2020年11月号の Editorial
今号のテーマ“Insights we have achieved when facing our own serious medical challenges”に、9篇の記事が寄せられた。これらの記事には共通性がある。何れも、心のあり方に関して書かれているのである。
これらは、末期癌や老齢という後戻りできない状況に面している患者への対応、精神が異常になった患者さんへの対応、ストレスで体調の異常を起こしている患者さんへの対応、自己の難症からの回復、肉親の治療などである。(投稿者:校條由紀、船水隆広、前田篤希、高橋大希、石原克己、高嶋正明、Pamela Ferguson、Jean Carr、John Dixon)
このような患者に接するときの、術者の気持ち(それらは戸惑い、恐怖、 反省、希望などであるかも知れない)を通じて、生命観を記述している。それ故に、これらは単なる症例報告に留まらず、施術者と患者の有り方を我々に伝えて、人間の生と死という領域にまで踏み込んでいる。これらの記事は、我々の治療活動における将来の方向性を示唆している。伝統医療の治療は、患者の全体像を見ることから始まり、全身の調整をするには心のあり方に触れずには済まないからである。
COVID-19の各地のレポートを、世界中のNAJOMのメンバーに書いて頂くようにメイルを送ったが、残念ながら、以外と反応が少なかった。今号ではイギリス、オーストラリア、日本、アメリカ、インド、イタリアのメンバーの記事を読んでいただきたい(投稿者:Fiona Hurlock、浅原由江、安士正人、本田進、Peter Eckman、Marco Superbi、Raman Kapur)。

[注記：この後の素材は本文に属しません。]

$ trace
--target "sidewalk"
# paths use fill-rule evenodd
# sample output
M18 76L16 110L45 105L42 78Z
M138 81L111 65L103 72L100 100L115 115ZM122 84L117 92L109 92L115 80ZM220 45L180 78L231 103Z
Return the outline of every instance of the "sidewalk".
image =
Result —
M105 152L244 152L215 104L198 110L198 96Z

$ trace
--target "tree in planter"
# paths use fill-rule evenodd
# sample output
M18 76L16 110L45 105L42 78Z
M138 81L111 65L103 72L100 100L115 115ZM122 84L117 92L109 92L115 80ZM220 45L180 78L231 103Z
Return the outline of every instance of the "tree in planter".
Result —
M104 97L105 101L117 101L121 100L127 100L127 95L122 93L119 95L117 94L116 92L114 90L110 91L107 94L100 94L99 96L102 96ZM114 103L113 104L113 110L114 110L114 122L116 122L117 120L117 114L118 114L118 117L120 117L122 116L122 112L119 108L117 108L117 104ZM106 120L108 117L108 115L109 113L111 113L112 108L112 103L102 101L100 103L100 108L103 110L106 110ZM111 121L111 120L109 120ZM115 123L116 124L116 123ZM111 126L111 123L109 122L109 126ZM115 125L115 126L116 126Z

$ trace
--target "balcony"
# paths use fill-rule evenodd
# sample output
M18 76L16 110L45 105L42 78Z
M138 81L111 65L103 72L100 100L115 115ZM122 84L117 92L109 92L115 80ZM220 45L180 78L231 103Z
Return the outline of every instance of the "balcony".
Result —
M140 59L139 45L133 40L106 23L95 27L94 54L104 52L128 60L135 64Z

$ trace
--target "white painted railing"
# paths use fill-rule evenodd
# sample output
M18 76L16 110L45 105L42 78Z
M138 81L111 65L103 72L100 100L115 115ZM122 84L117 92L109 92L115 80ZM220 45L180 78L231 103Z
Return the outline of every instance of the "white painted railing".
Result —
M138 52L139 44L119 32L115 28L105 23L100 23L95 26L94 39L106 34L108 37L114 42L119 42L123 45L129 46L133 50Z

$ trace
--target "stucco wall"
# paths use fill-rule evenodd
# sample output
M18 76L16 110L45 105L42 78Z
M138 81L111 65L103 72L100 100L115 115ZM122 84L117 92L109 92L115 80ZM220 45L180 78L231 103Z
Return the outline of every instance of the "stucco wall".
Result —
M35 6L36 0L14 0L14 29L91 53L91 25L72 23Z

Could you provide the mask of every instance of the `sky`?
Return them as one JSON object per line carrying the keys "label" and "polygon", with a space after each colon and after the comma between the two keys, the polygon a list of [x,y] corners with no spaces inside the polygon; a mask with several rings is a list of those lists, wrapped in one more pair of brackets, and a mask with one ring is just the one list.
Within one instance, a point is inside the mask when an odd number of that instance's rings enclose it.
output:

世界中のCOVID-19の被害をみてみると、医療行政の違いで随分と差があることが分かる。日本やカナダは、医療保険が国で運営されていて、医療は自由に受けられる。このような国は、一般的に国民が健康的な暮らしをしているといえる。そのような国々はCOVID-19の被害は少ない。医療行政が貧しくインフラの遅れている国は(G7に入っている国でも)、国民の健康度が低くて被害が大きい。
中国では、中医師が西洋医と対等に治療活動を行っている。中薬、鍼灸がCOVID-19の治療前線で大いに使われる。当然治療結果は目を見張るものがある。日本では、漢方薬はCOVID-19の治療前線では使われていないと思われるが、通常の保健医療では漢方薬はカバーされている。鍼灸、按摩、マッサージ、指圧治療も日常の医療行為としてポピュラーだ。日本ではロックダウン中でも、鍼灸治療はサスペンドされなかった。
私がこの記事を書いている時点で、死亡者数は、中国4634、日本1646(202010.15)と極端に少ない。
やはり伝統医療が行われている国は、COVID-19被害が少ないと言って良いだろう。言い換えれば、伝統医療が免疫をサポートしていると言うことだ。また東アジアの国に、COVID-19の被害が少ないという地域性も、このウイルスの特性であり、東アジアと西洋の国々の生活環境の違いにも注目すべきであろう。
治療法の記事では、打膿灸の詳しい解説(谷田保啓ヤスヒロ 投稿)がでた。このような、西洋医学から見ると一見野蛮な治療法が、痼疾の治療に驚くべき効果を出すことは事実である。この治療メカニズムは、もっと科学的に追求されるべきである。
短い記事ではあるが、耳鍼(藤川直孝投稿)がはじめてNAJOMに登場した。読者の臨床応用が楽しみである。耳鍼シリーズに期待していただきたい。
各種治療法(投稿者:長田裕、山本真澄、山岡傳一郎、Bob Quinn、Stephen Brown)、症例報告(投稿者:Faruk Şahin、Raman Kapur、澤口博、山田智子)、随筆(Ehrland Truitt 投稿)、ブックレビュー(George Chachis 投稿)など、今号も多くの記事が集まった。この文章を書いているときに、首籐傳明先生から投稿があった。平易な文章ではあるが、先生の力強い気を読み取っていただきたい。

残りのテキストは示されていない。